The development of practical magnetoelectric (ME) multiferroic devices for industry is concentrated on two embodiments: The first is for weak-field sensors for applications such as mine detection in harbors or related military devices. In this case practical devices favor sandwich-type bilayer or multilayer composites of ferroelectrics such as lead zirconate-titanate (PZT) with magnets such as terphenyl-d but this configuration yields low ME voltage coefficients which is not suitable for weak field sensor applications. The second is for random access memory elements where the ability to switch magnetization with applied electric fields (and vice versa) would permit the combination of fast (possibly sub-nanosecond) WRITE operation with nondestructive magnetic READ operation. Such a combination would produce formidable competition for FLASH EEPROMs, particularly in view of the fact that magnetoelectric RAMs would operate at <1.0V, an international target for all microelectronics in the next decade which FLASH devices are unlikely to meet without cumbersome internal charge pumps.

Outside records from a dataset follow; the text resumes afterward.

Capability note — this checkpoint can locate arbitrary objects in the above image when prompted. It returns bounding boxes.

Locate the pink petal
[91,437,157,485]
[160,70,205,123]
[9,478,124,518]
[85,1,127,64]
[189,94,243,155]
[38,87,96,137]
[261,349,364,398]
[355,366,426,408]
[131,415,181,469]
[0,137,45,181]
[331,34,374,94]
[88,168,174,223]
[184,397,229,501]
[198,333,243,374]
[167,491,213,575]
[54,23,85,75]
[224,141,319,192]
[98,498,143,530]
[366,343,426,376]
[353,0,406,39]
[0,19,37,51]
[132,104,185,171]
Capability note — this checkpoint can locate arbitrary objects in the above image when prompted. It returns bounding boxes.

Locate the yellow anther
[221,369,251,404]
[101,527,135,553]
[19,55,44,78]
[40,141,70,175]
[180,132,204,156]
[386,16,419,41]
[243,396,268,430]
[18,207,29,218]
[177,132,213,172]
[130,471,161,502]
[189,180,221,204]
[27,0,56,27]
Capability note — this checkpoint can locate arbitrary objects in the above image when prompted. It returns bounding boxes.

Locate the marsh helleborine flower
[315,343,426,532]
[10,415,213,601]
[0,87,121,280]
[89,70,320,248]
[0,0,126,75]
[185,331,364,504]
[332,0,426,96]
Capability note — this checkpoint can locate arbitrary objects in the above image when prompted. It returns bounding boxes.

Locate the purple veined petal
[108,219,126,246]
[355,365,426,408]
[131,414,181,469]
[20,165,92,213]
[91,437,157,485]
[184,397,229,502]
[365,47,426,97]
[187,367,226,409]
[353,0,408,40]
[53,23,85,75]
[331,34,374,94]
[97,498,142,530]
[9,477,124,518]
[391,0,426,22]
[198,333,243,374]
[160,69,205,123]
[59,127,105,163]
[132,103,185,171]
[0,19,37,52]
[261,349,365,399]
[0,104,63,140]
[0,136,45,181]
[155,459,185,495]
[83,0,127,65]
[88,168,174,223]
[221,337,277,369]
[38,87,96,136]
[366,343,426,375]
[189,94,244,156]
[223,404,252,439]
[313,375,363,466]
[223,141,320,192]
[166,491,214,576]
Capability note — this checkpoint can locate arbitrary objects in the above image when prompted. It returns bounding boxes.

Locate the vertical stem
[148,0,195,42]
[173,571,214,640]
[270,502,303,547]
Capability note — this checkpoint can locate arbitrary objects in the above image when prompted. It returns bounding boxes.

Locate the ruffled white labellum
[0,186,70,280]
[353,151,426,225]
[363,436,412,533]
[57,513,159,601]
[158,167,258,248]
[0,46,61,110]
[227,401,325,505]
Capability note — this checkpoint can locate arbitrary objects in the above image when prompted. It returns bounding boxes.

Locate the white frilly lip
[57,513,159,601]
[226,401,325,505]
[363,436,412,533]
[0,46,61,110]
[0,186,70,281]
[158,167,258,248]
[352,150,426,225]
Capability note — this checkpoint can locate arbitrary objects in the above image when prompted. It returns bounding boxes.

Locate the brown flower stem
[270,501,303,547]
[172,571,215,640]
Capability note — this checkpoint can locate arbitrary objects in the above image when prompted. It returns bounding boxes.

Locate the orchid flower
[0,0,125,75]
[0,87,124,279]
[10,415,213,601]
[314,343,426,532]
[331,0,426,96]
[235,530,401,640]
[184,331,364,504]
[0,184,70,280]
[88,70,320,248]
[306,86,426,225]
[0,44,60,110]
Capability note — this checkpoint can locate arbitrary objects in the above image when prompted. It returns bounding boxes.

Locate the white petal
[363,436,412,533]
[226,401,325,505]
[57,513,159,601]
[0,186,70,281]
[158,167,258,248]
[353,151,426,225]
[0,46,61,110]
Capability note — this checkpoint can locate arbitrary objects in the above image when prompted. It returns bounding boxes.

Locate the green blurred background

However, most multiferroics to date (such as terbium manganites TbMnO3 or TbMn2O5) switch only nC/cm2 with applied magnetic fields—approximately 1000× too small for reliable discrimination between “1” and “0” states. Moreover, they operate only at cryogenic temperatures. BiFeO3 might operate at room temperature, but it exhibits a weak magnetism (ca. 0.03 emu/cc), high leakage current, and it does not permit switching of neither magnetization with electric fields nor polarizations with magnetic fields. There are several other magnetically frustrated systems that have been identified which show gigantic magnetoelectric effects at low temperature. Among them, MnWO4 shows external magnetic field dependence of its ferroelectric loops below room temperature. Similarly, high-temperature multiferroic behavior has been reported in PbFe0.5Ti0.5O3 and in PbFe2/3W1/3O3/PbTiO3. Others have studied the relaxor properties of PFW and PFW-PT ceramics.
Clearly a new line of thinking is required to overcome the intrinsic limitations of direct linear magnetoelectric (ME) coupling of form PM in the free energy, where P is polarization and M, magnetization. There have been recent efforts by researchers throughout the world to produce electric switching of magnetizations or magnetic switching of polarizations in multiferroic magnetoelectrics. Generally, schemes for switching from +M to −M with electric field (E) or conversely from +Pr to −Pr with magnetic field (H) have been examined. In the present state of the art there is a need for a new single-phase material that can exhibit magnetoelectricity (not necessarily linear) at room temperature.